Sunfear returns to Dark Entries with All at Once, her sophomore LP. Sunfear is the project of Turkish multidisciplinary artist Eylül Deniz. Since 2017, Deniz has been working as a composer, performer, and DJ, with a focus on different facets of ambient and experimental music. Deeply steeped in both music theory and history, Deniz explores electroacoustic techniques, utilizing piano, guitar, voice, and synthesizer. Her aim is self-expressive; these experimental tactics are her narrative and worldbuilding tools.

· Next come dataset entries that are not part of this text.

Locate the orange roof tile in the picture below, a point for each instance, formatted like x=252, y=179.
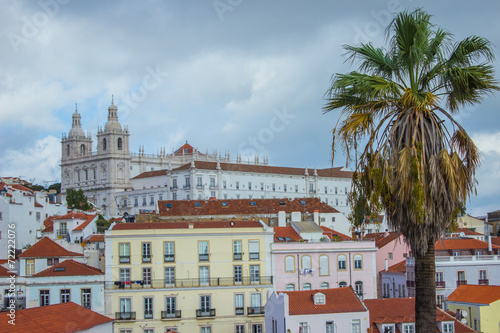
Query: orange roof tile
x=468, y=293
x=338, y=300
x=185, y=225
x=332, y=233
x=381, y=239
x=462, y=244
x=69, y=268
x=46, y=247
x=400, y=267
x=241, y=206
x=252, y=168
x=64, y=317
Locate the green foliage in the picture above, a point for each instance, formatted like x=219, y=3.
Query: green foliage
x=77, y=200
x=102, y=224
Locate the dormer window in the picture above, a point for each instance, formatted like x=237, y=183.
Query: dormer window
x=319, y=299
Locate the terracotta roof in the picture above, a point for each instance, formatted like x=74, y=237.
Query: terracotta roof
x=69, y=268
x=469, y=293
x=241, y=206
x=381, y=239
x=4, y=272
x=96, y=238
x=63, y=317
x=253, y=168
x=400, y=267
x=185, y=225
x=402, y=310
x=462, y=244
x=285, y=232
x=46, y=247
x=332, y=233
x=338, y=300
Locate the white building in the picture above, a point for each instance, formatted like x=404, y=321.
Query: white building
x=325, y=310
x=22, y=212
x=120, y=182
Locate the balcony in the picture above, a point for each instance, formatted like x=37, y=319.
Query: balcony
x=191, y=283
x=124, y=315
x=124, y=259
x=255, y=310
x=205, y=313
x=175, y=314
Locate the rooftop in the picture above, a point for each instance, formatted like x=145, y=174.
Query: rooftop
x=468, y=293
x=47, y=248
x=338, y=300
x=64, y=317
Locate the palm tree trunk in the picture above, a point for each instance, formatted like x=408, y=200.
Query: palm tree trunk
x=425, y=288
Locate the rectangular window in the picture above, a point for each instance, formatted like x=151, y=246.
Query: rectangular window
x=169, y=251
x=254, y=274
x=146, y=276
x=65, y=295
x=148, y=308
x=30, y=266
x=169, y=276
x=238, y=274
x=239, y=307
x=204, y=272
x=124, y=253
x=254, y=250
x=87, y=298
x=44, y=297
x=146, y=252
x=237, y=250
x=203, y=250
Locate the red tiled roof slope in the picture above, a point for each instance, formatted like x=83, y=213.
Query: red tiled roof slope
x=475, y=294
x=64, y=317
x=241, y=206
x=46, y=247
x=338, y=300
x=71, y=268
x=185, y=225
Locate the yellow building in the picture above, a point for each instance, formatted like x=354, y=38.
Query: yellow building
x=479, y=305
x=188, y=276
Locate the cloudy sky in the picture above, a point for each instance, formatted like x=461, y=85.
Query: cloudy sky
x=237, y=75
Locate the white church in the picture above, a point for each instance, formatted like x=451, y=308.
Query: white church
x=120, y=183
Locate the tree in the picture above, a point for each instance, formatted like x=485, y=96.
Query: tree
x=418, y=162
x=77, y=200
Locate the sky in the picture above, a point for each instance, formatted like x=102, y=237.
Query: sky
x=242, y=76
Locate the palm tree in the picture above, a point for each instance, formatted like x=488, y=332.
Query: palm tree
x=417, y=163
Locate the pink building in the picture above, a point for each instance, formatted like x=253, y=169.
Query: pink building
x=391, y=249
x=307, y=257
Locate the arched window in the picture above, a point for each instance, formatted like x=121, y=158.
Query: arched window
x=323, y=265
x=342, y=262
x=358, y=288
x=358, y=261
x=289, y=264
x=306, y=262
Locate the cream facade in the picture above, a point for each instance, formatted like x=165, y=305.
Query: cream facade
x=191, y=277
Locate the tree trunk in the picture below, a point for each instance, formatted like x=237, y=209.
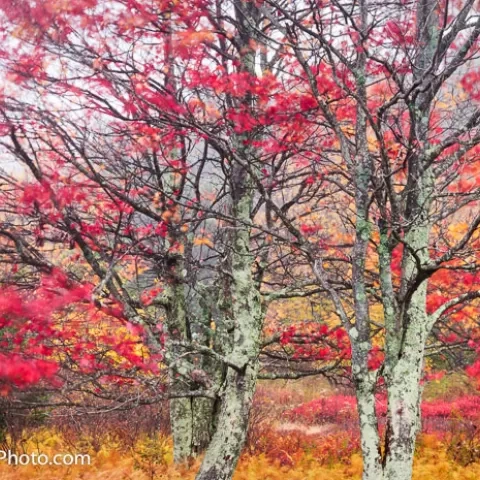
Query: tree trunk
x=227, y=443
x=369, y=437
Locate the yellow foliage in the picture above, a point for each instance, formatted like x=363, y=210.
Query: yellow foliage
x=152, y=459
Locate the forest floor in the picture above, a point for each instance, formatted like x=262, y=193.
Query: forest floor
x=304, y=431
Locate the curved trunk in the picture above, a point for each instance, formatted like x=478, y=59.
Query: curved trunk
x=227, y=443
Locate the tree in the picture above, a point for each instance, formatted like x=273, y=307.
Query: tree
x=245, y=152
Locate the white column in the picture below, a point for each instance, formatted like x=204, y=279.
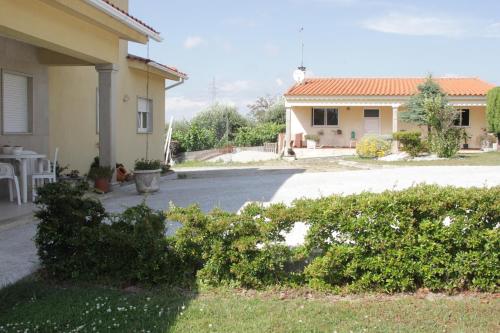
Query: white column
x=395, y=126
x=107, y=113
x=288, y=133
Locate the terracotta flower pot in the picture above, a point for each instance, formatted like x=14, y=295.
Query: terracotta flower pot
x=102, y=184
x=147, y=181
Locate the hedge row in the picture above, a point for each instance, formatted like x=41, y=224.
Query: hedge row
x=440, y=238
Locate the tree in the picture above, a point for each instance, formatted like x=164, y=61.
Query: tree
x=445, y=138
x=493, y=112
x=417, y=113
x=221, y=118
x=267, y=109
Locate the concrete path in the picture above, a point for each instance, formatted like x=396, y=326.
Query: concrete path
x=230, y=189
x=18, y=256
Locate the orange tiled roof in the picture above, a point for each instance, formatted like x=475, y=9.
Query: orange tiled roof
x=385, y=87
x=147, y=61
x=132, y=17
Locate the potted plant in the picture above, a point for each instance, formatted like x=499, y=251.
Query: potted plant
x=101, y=176
x=465, y=137
x=311, y=140
x=147, y=175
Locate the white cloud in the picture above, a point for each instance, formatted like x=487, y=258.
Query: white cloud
x=419, y=24
x=241, y=22
x=415, y=25
x=193, y=41
x=234, y=86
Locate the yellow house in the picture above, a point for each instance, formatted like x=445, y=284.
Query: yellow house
x=342, y=110
x=68, y=82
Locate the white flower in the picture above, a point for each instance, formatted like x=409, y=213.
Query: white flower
x=395, y=227
x=447, y=221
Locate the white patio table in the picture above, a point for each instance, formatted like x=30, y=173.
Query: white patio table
x=23, y=158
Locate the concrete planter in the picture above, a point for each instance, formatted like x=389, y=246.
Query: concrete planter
x=147, y=181
x=311, y=144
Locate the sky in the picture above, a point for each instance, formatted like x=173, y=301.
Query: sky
x=251, y=48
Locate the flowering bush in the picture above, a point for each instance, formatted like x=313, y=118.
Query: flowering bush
x=440, y=238
x=422, y=237
x=411, y=141
x=226, y=248
x=372, y=146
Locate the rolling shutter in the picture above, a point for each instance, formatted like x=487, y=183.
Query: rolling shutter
x=16, y=117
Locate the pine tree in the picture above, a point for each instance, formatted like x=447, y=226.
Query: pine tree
x=416, y=112
x=493, y=112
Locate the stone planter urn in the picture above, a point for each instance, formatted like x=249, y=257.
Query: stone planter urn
x=311, y=144
x=147, y=181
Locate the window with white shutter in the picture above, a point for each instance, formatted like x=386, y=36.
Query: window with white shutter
x=16, y=103
x=144, y=115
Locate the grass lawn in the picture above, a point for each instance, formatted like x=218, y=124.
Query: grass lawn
x=492, y=158
x=31, y=303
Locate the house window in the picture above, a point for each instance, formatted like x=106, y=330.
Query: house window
x=325, y=117
x=462, y=119
x=144, y=115
x=17, y=94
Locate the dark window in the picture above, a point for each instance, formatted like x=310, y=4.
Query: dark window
x=462, y=118
x=371, y=113
x=332, y=117
x=328, y=117
x=318, y=117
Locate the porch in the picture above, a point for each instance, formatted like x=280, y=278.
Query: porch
x=38, y=36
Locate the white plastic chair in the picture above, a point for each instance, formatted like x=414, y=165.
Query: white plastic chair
x=48, y=174
x=7, y=172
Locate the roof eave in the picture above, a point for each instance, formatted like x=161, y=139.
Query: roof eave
x=125, y=19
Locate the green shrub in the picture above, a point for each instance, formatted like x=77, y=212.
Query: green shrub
x=194, y=137
x=76, y=239
x=233, y=249
x=144, y=164
x=259, y=134
x=372, y=146
x=445, y=143
x=411, y=141
x=423, y=237
x=69, y=223
x=443, y=239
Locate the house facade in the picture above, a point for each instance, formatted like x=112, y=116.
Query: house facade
x=342, y=110
x=68, y=81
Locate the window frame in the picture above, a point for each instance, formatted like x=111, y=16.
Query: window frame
x=149, y=118
x=460, y=122
x=30, y=97
x=325, y=117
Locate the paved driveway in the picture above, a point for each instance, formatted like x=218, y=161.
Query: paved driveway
x=231, y=188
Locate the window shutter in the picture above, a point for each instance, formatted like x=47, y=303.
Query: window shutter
x=150, y=116
x=15, y=103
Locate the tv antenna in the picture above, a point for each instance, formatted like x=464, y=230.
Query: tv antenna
x=299, y=74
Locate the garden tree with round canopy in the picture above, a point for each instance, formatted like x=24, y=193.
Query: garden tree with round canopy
x=493, y=112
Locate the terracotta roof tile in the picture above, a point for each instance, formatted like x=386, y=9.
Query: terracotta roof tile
x=385, y=87
x=132, y=17
x=146, y=61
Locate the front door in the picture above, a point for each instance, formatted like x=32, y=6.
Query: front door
x=372, y=121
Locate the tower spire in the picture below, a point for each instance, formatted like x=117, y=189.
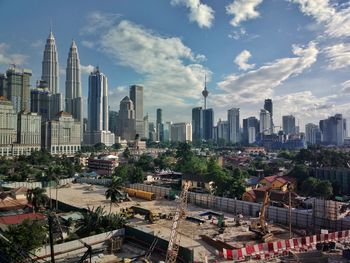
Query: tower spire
x=205, y=92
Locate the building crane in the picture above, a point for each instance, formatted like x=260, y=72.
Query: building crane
x=174, y=241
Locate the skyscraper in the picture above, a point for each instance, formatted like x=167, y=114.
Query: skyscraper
x=233, y=125
x=288, y=123
x=265, y=122
x=127, y=121
x=98, y=101
x=136, y=95
x=50, y=68
x=74, y=104
x=17, y=90
x=160, y=127
x=98, y=111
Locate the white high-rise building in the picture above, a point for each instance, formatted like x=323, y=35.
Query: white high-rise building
x=265, y=122
x=233, y=125
x=74, y=104
x=50, y=68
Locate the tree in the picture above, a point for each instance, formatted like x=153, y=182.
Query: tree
x=113, y=190
x=27, y=236
x=37, y=197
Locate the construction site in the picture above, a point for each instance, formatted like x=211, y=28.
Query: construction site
x=204, y=235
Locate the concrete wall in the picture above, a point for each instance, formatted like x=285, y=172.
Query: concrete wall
x=300, y=218
x=32, y=185
x=72, y=248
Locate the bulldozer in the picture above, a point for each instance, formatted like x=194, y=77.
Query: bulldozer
x=259, y=226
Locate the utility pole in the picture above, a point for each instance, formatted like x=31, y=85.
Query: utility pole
x=52, y=252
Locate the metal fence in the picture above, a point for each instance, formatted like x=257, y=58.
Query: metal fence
x=300, y=218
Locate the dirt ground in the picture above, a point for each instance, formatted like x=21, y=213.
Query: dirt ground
x=84, y=196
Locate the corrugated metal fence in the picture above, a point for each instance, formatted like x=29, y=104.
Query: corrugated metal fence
x=300, y=218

All at Once shows Deniz deepening her connection to the guitar, her voice, and the Sunfear project as whole. Deniz says, ”I drew inspiration from Dante's ‘Love That Moves the Sun and Other Stars’, poems by Pessoa, and the works of Lale Müldür, a significant Turkish poet.” All at Once is a darker album than its predecessor Octopus. Its somber atmospherics and brooding tones were informed by the loss of friends in Istanbul, many of whom took their own lives. On “Above,” sparse guitar riffs meet swirling electronics in a doom-laden reverb chamber. “Bright and Wild” unleashes brittle blasts of feedback over its lush drones. Deniz’s voice, drenched in textural processing, intermittently peeks through the murk, like on the quietly despairing “Littleness.” Optimistic glimmers are still to be found, though, like on album-closer, “Form Changed,” which veers into aquatic pop territory with a softly sauntering beat undergirding its ethereal melodies.
The artwork was designed by Eloise Shir-Juen Leigh, and the album includes an insert with liner notes and lyrics. All at Once reflects the dark times we live in, but it does not only live in hopelessness; it recognizes that while loss and trauma may change our forms, we must continue to move forward.